Jewish tradition has a lot to say about food. You can eat that but not this. But you can only eat that as long as you don’t eat it at the same time as these things. There are specific words you must say before eating a piece of cake or fruit or a vegetable or bread, and another set of words to say after they’ve been eaten. At all times, you need to know what you’re eating and where it came from.
When I went to college and began shopping, cooking and eating on my own, I was presented with a new freedom — an opportunity to eat whatever and however I wanted. But just as the Jews of the Exodus story were troubled by their newfound freedom in the desert, I discovered that my dietary choices were not without consequences. I started reading about the American food industry and began to create a set of personal dietary guidelines.

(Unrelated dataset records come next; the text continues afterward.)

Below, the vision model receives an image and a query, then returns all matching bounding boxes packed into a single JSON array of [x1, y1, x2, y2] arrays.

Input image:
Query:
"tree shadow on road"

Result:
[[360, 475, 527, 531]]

The evolving collection of restrictions and permissions eventually became a slow progression toward vegetarianism. Initia-lly, I stopped eating red meat, consuming only poultry and fish. When I moved to Jerusalem for a semester, I decided I would no longer prepare any animal flesh, but in order to enjoy my friends’ cooking and appreciate the cuisines of the foreign countries that I visited, I made an exception and allowed myself to eat poultry and fish out of the home.
When I returned to the U.S., I continued those practices and tried as much as possible to adhere to a vegetarian diet, but my mom’s brisket was just too delicious. The smell fills the house for hours while it’s cooking, daring me to try to think of anything besides the sweet and salty meat that falls apart at the very mention of a knife. Stuck between the values of my heritage and my personal convictions, I was forced to add a fifth question to my haggadah: Should I eat my mother’s brisket?
Before Passover last year, I asked my mom a simple question about how the dish was prepared, but the answer I received was worthy of the wise son. She taught me how to order the meat from the butcher, how to marinate it overnight, how to chop the sweet potatoes correctly and how to cut the brisket the right way. All the while, she told me stories of her mother and her grandmother, who each altered the traditional dish in her own way. My mom shared her experience and the experience of the generations before her.
When I returned to school in Boston, I wanted to see if I could replicate the family recipe, but I wanted to infuse it with my own traditions to create the first “sustainable” brisket of my generation. I sought advice from chefs at two local Jewish delis and began to study the Boston beef market. Unlike kashrut, which clearly defines what is “good” to eat and what is “bad,” there are no clear-cut definitions of “sustainable,” so again I was left to make my own guidelines.
Eating locally helps to support small farmers and reduces the pollution that shipping and transportation produce. Eating organically results in fewer chemical pesticides seeping into our soil and atmosphere. Eating fair trade ensures that laborers are paid a living wage and that workers are treated well. And eating kosher implies that the animal was slaughtered humanely. No piece of beef in Boston satisfies all of these certifications.
After interviewing several farmers, butchers and chefs, I purchased my meat from Savenor’s Market in Cambridge, where the butcher helped me pick out a cut of brisket from a farm three hours away from my kitchen. The cow was raised in an open pasture and fed alfalfa sprouts and grass grown right on the farm. The vegetables in the recipe were grown organically and purchased from a farmers market. With the exception of a couple of frantic calls home to my mother to make sure I was following the recipe correctly, the cooking process went smoothly.
As I sat next to my friends to share my version of a sustainable brisket, I said a brachah. The meal was delicious, but not quite the same as my mom’s. There’s something to be said for the motherly love that goes into a dish like brisket. Hopefully, by the time I have kids of my own, I’ll have mastered the craft so that when they ask why this night is different from all other nights, they’ll find the answer somewhere between the matzah, the maror and the big plate of brisket — and I’ll have a story to tell about how their grandmother’s brisket recipe led to a new Jewish tradition.
Menlo Park native Eric Siegel is a senior at Tufts University. His documentary, “Brisket: From Generation to Generation,” has been submitted to the Silicon Valley Jewish Film Festival.